Koronavirüs salgını bir biçimde bertaraf edilecektir, fakat yeni virüslerle de mutlaka karşılaşacağız. Salgınla ilgili önemli bir paradoks yaşanması ise tehdidin çok daha büyük olduğunu gösteriyor. Kapitalizmin neden olduğu salgınlar dışında çok daha can yakıcı biçimde gelişen ekolojik kriz ve buna bağlı olarak her geçen gün büyüyen küresel ısınma, seller, fırtınalar ve tarım arazileri ile ormanların yok edilmesi, biyoçeşitliliğin giderek azalması çok daha büyük bir tehdit. Salgın yüzbinlerce insanı hastanelerde yaşam savaşı vermesine yol açarken, büyük bir işsizlik ve kıtlık ise artık kapımızın önünde.
Cumhurbaşkanı Erdoğan’ın geçtiğimiz günlerde Eskişehir Eti Maden İşletmeleri Lityum Karbonat Üretim Tesisleri’nin açılış töreninde ekolojik krize yol açan kapitalist işletmelerin yağmasına karşı çıkanları hedef göstererek ‘vandallık ve provokatörlük’ ile suçlaması dikkat çekicidir. Hükümetin bu tutumu, ekoloji mücadelesi yürütenlere yönelik baskının artacağına işaret ediyor. Doğa yağmasının bu kadar büyüdüğü bir dönemde doğayı savunanları vandallık ve provokatörlükle suçlanmasının halk nezdinde bir karşılığının olma ihtimali bize göre sıfır.
Davos’ta her yıl Ocak ayı içinde bir araya gelen kapitalist devletler ile dünya büyük sermayesi tam 1 yıl önce 50’nci toplantısını yapmıştı. Her Davos toplantısının en önemli gündem maddelerinde halkların ve doğanın en kolay ve en ucuz yolla nasıl sömürüye tabi tutulacağı ele alınıyor. Bu bağlamda öngördükleri en önemli riskler ise, “Avrupa, Ortadoğu ve Kuzey Afrika’da siyasi ve ekonomik dönüşümü doğru idare etmek, korumacı politikaların ve kamulaştırma hamlelerinin, bölgesel ekonomik entegrasyon ve Asya, Afrika ile Amerika’da çok taraflı ekonomik işbirliğinin zedelenmesini engellemek ve kritik önemdeki doğal kaynak arzına “istikrarlı ve makul bir maliyetle erişebilmek” olarak sıralanıyor.
Davos’ta son yıllarda ele alınan bir diğer konu ise Endüstri 4.0 uygulamasına hızla geçmek. Bu uygulamanın hayata geçirilmesinde Kovid-19 salgını çok iyi bir zemin yaratıyor olması ‘ilginç’ bir tesadüf.
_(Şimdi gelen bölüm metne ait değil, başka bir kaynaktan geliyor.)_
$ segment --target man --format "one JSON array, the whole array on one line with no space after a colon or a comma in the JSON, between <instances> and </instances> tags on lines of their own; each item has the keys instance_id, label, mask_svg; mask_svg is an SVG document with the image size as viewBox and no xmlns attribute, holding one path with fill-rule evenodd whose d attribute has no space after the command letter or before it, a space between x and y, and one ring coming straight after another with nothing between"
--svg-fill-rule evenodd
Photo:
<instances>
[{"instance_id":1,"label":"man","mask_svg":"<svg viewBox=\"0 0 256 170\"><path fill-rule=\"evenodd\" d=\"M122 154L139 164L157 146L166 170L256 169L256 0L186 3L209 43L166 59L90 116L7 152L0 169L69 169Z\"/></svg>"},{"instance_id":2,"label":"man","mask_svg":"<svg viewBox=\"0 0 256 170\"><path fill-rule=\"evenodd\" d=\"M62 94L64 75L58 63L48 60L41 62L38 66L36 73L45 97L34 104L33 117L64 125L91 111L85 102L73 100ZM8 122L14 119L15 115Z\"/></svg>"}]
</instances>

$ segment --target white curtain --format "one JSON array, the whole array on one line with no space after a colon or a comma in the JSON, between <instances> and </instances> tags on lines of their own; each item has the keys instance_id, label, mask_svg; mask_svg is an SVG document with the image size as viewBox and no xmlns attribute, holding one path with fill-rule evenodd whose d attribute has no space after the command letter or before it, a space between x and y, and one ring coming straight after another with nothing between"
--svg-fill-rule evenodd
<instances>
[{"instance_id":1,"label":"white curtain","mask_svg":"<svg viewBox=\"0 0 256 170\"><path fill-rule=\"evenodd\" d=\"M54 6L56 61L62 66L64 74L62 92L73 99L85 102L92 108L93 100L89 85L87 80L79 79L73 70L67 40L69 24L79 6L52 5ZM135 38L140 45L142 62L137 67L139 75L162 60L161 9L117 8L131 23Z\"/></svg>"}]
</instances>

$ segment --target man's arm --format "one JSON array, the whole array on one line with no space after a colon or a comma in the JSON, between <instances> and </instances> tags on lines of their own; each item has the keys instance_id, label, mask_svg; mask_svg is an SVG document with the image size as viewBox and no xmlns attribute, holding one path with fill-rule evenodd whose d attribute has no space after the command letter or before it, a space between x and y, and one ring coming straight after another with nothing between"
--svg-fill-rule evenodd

Endüstri 4.0 ile esnek çalışma hedefi salgınla hayata geçiriliyor. Buna ek olarak 5G teknolojisinin de kurulması gerekiyor. Bazı ülkeler (Belçika gibi) 5G teknolojisine izin vermiyor. Türkiye’de ise geçtiğimiz temmuz ayında testler başladı. Şirketler, iktidar aldığı son bir kararlarla 5G baz istasyonlarının kurulacağı kamusal alanlar için para ödemeyecek. Geçtiğimiz günlerde sevgili Fikret Başkaya’nın yazdığı bir yazıda yoksullukla mücadele edilmez, mücadele zenginlere ve zenginlere karşı olur bağlamındaki sözleri emekçi halkların mücadele odağına işaret ediyor. Bilimsel gelişmelerden insanlık adına memnuniyet duyarız ancak sermayenin kontrolünde olmaması koşuluyla. Bu nedenle hem salgınlara hem de ekosistemin yıkımına karşı mücadele yürüteceğimiz kesimin ‘zengin sınıflar’ olduğunu ve devleti de bu sınıfların yönettiğini bilmeliyiz.